Dass die Beschäftigten über die Entgeltstruktur selbst entscheiden können und sollen, mag für viele ein erstrebenswerter Zustand sein, setzt bei den Beteiligten aber Persönlichkeitsstrukturen voraus, noch dazu in einer ausgeprägten Homogenität, die nach meiner Erfahrung in der Realität nicht anzutreffen sind.
Schließlich muss man auch fragen, wie derartige Abstimmungsprozesse in größeren Organisationen ablaufen. Es muss ja mindestens gewährleistet sein, dass es eine horizontale und vertikale Gerechtigkeit zwischen vergleichbaren Funktionen gibt. Dass sich ein überschaubares Team über die Entgelte seiner Mitglieder verständigen kann, mag man ja noch nachvollziehen können. Wie das aber in einer Organisation von tausend Mitarbeitern geht, ohne nicht doch auf Elemente von Hierarchie zurückzugreifen, kann ich mir schwer vorstellen.
Organisationen sind zwar auf die Persönlichkeiten angewiesen, die in ihnen arbeiten, sie können sich aber nicht von ihnen abhängig machen. Sie können ihre langfristige Existenz nicht an die Vorausssetzung knüpfen, dass sie kontinuierlich Mitarbeiter mit bestimmten Persönlichkeitsstrukturen an sich binden können.
Hierarchie bedeutet die für alle verbindliche Regulierung und Struktur der Organisation. Sie gewährleistet damit Verläßlichkeit und auch Transparenz unabhängig von den handelnden Personen. Sie reduziert Komplexität und sichert Kontinuität. Damit ist noch nichts über ihre Ausgestaltung gesagt. Auch innerhalb eine Hierarchie können wertschätzende Führung und fairer Umgang miteinander möglich sein.

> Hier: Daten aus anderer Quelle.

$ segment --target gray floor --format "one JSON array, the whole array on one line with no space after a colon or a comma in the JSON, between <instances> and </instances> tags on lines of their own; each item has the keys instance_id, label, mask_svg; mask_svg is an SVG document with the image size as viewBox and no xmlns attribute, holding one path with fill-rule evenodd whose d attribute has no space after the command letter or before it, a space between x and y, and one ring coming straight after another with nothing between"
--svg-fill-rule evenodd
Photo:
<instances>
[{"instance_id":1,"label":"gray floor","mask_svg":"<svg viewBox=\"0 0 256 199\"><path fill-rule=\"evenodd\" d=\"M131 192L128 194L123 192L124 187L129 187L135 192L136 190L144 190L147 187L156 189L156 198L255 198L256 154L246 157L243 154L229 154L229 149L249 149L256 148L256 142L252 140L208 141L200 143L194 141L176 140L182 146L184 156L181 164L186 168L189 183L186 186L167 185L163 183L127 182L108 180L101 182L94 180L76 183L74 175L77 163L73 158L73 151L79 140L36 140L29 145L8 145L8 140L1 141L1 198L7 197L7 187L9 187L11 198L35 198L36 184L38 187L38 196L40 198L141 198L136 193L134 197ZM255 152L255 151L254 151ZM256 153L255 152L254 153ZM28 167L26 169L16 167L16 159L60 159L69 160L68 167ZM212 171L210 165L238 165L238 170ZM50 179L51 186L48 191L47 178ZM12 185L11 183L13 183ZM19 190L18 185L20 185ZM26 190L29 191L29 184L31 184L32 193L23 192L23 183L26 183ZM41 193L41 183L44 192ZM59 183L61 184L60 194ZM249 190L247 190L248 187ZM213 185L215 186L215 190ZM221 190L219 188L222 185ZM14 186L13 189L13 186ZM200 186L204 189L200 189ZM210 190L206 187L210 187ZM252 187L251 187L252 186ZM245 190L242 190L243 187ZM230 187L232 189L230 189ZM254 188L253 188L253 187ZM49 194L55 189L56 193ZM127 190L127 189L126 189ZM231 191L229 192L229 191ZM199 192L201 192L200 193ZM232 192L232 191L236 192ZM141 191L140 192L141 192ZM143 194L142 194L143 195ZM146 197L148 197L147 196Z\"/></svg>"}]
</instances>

Gerade bezüglich ihres Entgeltes erwarten die Beschäftigten diese Verläßlichkeit und Transparenz der Entgeltfindung. Ich bezweifle, dass ein aufwendiger, jährlich zu wiederholender Abstimmungsprozeß im Kollektiv langfristig motivierender ist als beispielsweise ein Engelt, das auf einem Tarifvertrag beruht. Damit aber sind wir wieder in einer hierarchischen Struktur.